The solution we developed was a set of two companion programs, rkloffl and kloffld. rkloffl sends UDP datagrams containing information about a login (login name, time, and originating site); kloffld is a daemon that receives the datagrams sent by rkloffl and writes them to a file. Every time someone logged into one of the machines that we were monitoring, rkloffl was called from csh.login and sent the login information to a more-or-less secure logging host that we set up. The log host didn't have any type of remote access daemon (no telnet, no rsh, no ftp); it could only be accessed from the console and didn't run any daemons except for kloffld. The host was an old junk PC cobbled together from extra parts laying around the lab -- a 386SX with 3MB of RAM and a 40MB disk (running Linux, of course).
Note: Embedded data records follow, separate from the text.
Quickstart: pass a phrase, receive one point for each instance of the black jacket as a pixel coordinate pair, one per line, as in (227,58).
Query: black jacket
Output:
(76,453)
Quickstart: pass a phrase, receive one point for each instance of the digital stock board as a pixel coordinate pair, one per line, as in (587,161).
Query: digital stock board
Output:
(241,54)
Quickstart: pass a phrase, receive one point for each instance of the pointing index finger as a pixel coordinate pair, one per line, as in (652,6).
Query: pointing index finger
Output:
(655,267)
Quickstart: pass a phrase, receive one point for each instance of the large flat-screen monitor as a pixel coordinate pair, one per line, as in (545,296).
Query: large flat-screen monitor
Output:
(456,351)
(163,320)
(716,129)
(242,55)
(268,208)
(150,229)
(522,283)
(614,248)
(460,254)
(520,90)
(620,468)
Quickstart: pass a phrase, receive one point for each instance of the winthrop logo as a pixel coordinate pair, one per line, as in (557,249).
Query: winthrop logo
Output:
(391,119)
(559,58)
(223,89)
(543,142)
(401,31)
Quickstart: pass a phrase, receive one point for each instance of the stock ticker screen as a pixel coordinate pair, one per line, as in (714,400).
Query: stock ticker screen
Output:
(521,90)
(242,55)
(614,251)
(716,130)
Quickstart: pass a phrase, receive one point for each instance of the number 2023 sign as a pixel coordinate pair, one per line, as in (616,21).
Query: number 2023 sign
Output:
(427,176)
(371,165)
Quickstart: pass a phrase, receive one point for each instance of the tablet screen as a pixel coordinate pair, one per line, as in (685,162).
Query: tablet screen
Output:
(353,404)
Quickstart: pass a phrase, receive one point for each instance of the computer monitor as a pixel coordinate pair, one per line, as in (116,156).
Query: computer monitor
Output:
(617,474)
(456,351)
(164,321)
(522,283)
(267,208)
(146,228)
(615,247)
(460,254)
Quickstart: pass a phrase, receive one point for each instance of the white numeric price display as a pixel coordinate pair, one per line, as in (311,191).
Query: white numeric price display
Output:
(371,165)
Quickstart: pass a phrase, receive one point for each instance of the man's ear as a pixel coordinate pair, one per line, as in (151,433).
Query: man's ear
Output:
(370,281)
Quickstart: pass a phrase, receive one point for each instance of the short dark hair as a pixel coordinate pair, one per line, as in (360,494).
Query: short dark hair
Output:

Now, if you're really serious about building a secure logging server, you can do what I always meant to do but never got around to doing: physically cut the transmit pin on the AUI cable connecting the logging host to the network. This will prevent the log host from ever sending any data, which certainly will ensure that no one will ever be able to break into the machine over the network. The UDP log messages will still get through because they don't require acknowledgments. (Just make sure that you hard-code the Ethernet address of the log host into all the machines that are running rkloffl, because the log host won't be able to respond to ARP requests.)
Of course, even that method isn't that secure; after all, someone can still send fabricated login information to the logging host in order to misdirect an investigation, or design a denial-of-service attack by sending enough logging information to kloffld to fill the disk. Solutions to these problems were beyond the scope of our interest when we wrote the software.